I blink at him. “You know the kind of reach men like him have. I saw him talk to coaches, and pull strings—he wasn’t bluffing. If I stayed, I would’ve killed both our futures before they even started.”
“Yeah, but you’re not a kid anymore, D,” Ryan explains. “You’re a grown-ass man, and you’re about to go pro. You’ve got people—fucking Killian is the most powerful person on this goddamn campus. If that asshole tried to pull any of that shit now, I promise you, he wouldn’t get away with it.”

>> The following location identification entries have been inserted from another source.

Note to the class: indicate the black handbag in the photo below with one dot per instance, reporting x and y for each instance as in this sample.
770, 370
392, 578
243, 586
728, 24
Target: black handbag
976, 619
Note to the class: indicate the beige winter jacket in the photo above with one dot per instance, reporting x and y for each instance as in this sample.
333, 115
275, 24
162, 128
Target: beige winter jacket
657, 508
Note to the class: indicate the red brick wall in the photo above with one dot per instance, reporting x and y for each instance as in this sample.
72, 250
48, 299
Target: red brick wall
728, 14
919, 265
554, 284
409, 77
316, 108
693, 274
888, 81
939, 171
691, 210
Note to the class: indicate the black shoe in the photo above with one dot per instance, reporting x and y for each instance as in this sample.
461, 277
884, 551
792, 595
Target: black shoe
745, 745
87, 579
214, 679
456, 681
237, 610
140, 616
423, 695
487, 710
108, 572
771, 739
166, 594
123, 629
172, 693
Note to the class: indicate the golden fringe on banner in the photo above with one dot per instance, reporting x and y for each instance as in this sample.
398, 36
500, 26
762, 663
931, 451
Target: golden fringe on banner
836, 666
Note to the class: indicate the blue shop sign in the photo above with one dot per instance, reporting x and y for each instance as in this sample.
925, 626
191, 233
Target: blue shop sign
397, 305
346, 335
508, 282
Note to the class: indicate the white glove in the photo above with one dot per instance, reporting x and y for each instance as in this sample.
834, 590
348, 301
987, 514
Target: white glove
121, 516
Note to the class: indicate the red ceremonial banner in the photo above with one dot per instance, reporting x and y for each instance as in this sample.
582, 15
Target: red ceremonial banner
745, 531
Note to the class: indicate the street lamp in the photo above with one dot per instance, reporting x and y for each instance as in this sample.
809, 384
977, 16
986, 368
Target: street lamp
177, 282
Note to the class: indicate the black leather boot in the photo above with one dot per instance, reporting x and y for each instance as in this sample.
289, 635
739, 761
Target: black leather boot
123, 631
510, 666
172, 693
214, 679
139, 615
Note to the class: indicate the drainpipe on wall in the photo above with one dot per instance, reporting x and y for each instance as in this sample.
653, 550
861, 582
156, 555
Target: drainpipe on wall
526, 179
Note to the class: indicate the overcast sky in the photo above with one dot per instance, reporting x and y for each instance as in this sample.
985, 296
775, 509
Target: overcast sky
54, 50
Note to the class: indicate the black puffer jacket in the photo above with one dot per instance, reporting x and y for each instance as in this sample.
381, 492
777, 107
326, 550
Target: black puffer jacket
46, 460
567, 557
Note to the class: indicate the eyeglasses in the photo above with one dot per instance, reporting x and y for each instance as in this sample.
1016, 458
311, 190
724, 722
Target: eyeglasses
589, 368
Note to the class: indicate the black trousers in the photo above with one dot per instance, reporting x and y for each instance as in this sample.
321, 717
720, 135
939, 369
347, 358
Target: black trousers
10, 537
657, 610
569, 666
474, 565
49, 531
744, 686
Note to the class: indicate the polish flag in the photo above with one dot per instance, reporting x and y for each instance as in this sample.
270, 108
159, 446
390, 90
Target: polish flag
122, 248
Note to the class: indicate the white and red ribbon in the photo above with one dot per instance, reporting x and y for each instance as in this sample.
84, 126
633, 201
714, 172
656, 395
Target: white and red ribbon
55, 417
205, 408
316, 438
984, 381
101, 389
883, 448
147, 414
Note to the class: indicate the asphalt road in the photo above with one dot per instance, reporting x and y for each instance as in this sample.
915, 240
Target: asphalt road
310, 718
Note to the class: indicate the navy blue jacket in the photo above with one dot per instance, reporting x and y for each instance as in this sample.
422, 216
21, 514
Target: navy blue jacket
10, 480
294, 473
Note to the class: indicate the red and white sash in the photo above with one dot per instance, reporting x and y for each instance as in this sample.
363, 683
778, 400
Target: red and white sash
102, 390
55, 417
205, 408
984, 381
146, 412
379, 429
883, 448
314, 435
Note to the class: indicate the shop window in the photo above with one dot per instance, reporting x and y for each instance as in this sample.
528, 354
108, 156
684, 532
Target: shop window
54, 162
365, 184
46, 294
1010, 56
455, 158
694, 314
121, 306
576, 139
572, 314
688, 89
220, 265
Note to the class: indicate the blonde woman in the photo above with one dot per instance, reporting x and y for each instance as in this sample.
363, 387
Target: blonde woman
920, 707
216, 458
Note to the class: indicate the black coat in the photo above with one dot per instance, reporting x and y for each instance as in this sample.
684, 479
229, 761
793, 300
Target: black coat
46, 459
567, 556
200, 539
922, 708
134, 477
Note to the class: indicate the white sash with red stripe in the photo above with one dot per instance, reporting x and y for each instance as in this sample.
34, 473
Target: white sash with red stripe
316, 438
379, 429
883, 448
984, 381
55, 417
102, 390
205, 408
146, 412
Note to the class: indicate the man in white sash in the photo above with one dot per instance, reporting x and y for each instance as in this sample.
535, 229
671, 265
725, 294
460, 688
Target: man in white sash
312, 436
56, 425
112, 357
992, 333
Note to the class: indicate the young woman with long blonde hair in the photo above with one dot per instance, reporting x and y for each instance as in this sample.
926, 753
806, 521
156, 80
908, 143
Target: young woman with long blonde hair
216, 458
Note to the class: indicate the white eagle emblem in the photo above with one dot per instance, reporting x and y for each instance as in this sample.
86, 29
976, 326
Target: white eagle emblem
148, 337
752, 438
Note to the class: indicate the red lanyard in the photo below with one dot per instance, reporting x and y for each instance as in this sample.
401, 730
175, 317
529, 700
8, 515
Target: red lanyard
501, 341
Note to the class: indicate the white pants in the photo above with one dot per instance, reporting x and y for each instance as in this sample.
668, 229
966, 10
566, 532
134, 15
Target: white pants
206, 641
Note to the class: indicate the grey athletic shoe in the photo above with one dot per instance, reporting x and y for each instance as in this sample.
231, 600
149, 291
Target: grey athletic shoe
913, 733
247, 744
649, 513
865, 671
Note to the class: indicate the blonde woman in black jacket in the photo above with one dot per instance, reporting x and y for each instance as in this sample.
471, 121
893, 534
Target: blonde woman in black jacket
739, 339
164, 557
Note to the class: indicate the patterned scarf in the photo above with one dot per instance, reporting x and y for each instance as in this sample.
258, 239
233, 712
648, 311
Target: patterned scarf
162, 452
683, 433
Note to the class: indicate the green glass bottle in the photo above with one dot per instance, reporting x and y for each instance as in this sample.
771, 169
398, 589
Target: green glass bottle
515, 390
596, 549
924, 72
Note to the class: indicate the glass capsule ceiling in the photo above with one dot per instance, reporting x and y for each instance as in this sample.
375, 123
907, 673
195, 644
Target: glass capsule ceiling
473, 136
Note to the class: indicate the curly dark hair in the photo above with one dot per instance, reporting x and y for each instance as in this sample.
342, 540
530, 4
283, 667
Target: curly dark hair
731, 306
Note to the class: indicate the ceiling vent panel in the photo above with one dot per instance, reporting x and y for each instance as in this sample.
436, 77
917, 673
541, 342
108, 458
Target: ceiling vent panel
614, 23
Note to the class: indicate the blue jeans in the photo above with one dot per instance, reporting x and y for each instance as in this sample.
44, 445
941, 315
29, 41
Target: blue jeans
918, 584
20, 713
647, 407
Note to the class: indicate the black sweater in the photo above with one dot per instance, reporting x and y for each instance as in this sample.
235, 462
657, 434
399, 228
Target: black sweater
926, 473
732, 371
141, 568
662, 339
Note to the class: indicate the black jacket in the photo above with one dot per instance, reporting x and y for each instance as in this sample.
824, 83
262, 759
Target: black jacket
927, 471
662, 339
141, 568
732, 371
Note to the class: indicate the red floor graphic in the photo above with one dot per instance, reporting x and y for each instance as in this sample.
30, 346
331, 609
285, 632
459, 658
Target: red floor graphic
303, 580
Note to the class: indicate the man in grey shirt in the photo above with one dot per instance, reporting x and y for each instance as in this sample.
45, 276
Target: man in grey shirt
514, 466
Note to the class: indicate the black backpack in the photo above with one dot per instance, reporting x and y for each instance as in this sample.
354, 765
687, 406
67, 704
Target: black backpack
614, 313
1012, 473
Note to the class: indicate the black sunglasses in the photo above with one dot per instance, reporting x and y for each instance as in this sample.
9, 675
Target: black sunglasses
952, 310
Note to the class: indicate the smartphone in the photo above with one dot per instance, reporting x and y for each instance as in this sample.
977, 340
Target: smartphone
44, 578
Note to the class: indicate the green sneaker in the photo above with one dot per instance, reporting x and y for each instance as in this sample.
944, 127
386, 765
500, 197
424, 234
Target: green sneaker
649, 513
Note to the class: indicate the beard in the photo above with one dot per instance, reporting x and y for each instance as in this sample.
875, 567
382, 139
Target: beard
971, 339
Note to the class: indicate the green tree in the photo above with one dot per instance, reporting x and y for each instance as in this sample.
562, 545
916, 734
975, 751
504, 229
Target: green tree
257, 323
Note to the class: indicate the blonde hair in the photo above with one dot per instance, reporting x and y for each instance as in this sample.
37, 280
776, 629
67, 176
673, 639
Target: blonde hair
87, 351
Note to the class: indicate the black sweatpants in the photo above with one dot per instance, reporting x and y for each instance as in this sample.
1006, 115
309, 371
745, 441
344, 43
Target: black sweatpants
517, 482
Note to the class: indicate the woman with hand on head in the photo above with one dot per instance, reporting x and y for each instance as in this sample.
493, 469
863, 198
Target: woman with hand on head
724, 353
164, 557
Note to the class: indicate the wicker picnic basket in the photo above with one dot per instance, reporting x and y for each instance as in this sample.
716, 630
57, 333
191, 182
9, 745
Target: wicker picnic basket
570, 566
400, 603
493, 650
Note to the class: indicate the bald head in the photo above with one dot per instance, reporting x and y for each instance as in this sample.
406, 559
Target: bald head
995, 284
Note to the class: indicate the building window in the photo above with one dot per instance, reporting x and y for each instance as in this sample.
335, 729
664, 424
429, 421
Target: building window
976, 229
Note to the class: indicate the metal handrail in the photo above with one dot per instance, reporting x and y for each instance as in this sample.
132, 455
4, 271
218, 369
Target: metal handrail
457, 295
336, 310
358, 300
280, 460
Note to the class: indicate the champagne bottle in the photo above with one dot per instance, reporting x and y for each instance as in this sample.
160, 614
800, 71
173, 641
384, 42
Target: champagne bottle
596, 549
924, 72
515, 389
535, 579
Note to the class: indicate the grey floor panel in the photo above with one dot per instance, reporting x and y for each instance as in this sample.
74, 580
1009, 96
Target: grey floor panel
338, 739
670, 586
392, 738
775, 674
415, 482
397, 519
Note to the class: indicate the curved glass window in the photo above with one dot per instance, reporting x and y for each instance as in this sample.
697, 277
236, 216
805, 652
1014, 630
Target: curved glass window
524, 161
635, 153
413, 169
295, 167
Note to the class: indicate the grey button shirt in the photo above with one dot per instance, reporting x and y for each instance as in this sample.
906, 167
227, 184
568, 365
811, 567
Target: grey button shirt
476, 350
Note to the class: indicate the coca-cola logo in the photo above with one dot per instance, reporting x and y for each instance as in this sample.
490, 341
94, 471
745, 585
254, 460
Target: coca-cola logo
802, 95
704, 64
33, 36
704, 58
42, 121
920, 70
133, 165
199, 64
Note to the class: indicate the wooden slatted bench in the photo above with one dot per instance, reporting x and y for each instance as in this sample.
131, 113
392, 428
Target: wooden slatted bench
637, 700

I can’t help but smile faintly at the loyalty in his voice, even if it hits me in the chest. Ryan’s always had a way of sticking by me, even when I didn’t deserve it.
“I don’t think he’d go after me now. But I don’t know if Noah would even want to be with me. I’m not the stepbrother he remembers. I’m… Fuck, I’m angry all the time. I sleep around like none of it means anything. I’m a walking fucking mess, Ry.”